Ces groupes de danses de témoignaient leur soutien au Général Yombi-Opango (évincé de la Présidence de la République le 5 février 1979) et de stigmatiser cette sorte de trahison de son successeur (qui fut la 2ème personnalité du régime pendant 21 mois). Mais la chanson du groupe Itouri-Ikanga (des Mbochi de Boundji) intitulée Avogo badja ako awoura tsé obégué a été explicite et visait le président du comité préparatiore du Congès extraordinaire

Traduction littérale de la chanson : Les souris qui mangent les pieds viennent du dessous du lit.

En d’autres termes ’ les traîtres sont toujours les proches de la victime ’. Allusion faite aux liens qui existaient entre le président et le vice-président du Comité militaire du parti avant l’événement politique du 5 février 1979 et au comportement du second à l’égard du premier. La chanson dénonce la trahison et l’inimitié en politique. Elle fait remarquer que la confiance n’exclut pas le contrôle. Les partisans de l’ancien président lui reprochaient sa confiance aveugle envers son vice-président qui a permis à ce dernier de s ‘emparer du pouvoir.

Les associations communautaires n’ont qu’une influence symbolique dans la mesure où elles ne participent à l’élaboration du projet social ou de la politique du pays. Mais elles sont à la faveur de certains événements politiques une sorte de partis ethniques jouant le rôle dévolu aux syndicats et aux groupes de pression. Cette transposition de rôle fait du P.C.T. une sorte de confédération d’associations ethniques et du gouvernement celle des régions; d’où l’institutionnalisation du système de cooptation de certaines personnalités qui ne sont pas représentatifs de leur communauté ou de leur région d’origine.

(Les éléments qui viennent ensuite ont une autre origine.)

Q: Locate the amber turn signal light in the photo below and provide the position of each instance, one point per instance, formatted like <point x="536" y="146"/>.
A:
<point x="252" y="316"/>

L’analyse de l’instrumentalisation du Ndjobi à Brazzaville met en évidence son importance dans le vécu des Mbéti (même éloignés de leur région d’origine) et celle des groupes ethniques dans les mécanismes d’organisation du pouvoir politique au Congo. Et ce malgré la focalisation du pouvoir sur l’unité nationale qui a tendance à occulter l’affirmation ethnique. Il est aussi intéressant d’observer que les Mbéti de Brazzaville –initiés et non-initiés, femmes et hommes- se sont appropriés le Ndjobi au même titre que ceux du monde rural ; au point que l’assimilation du Ndjobi à une association de sorciers véhiculée par le pasteur Ambéni et certains Mbéti n’ont pratiquement aucun répondant à Brazzaville. Mais cette tendance à s’identifier au Ndjobi peut avoir des incidences négatives lorsque, par exemple, un Mbéti ou un initié a un comportement réprouvé par la norme du Ndjobi.

Enfin, l’instrumentalisation des associations dans les villes est très manifeste au Zaïre (actuel R.D.C.) avec le groupe Salongo... ou au Gabon avec le groupe Kounabéli...) et probablement dans d’autres pays d’Afrique. Elle est devenue le faire-valoir d’une certaine osmose entre les hommes politiques et la population ; donnant ainsi une forme particulière à cette relation et donnant au pouvoir une certaine crédibilité sociale.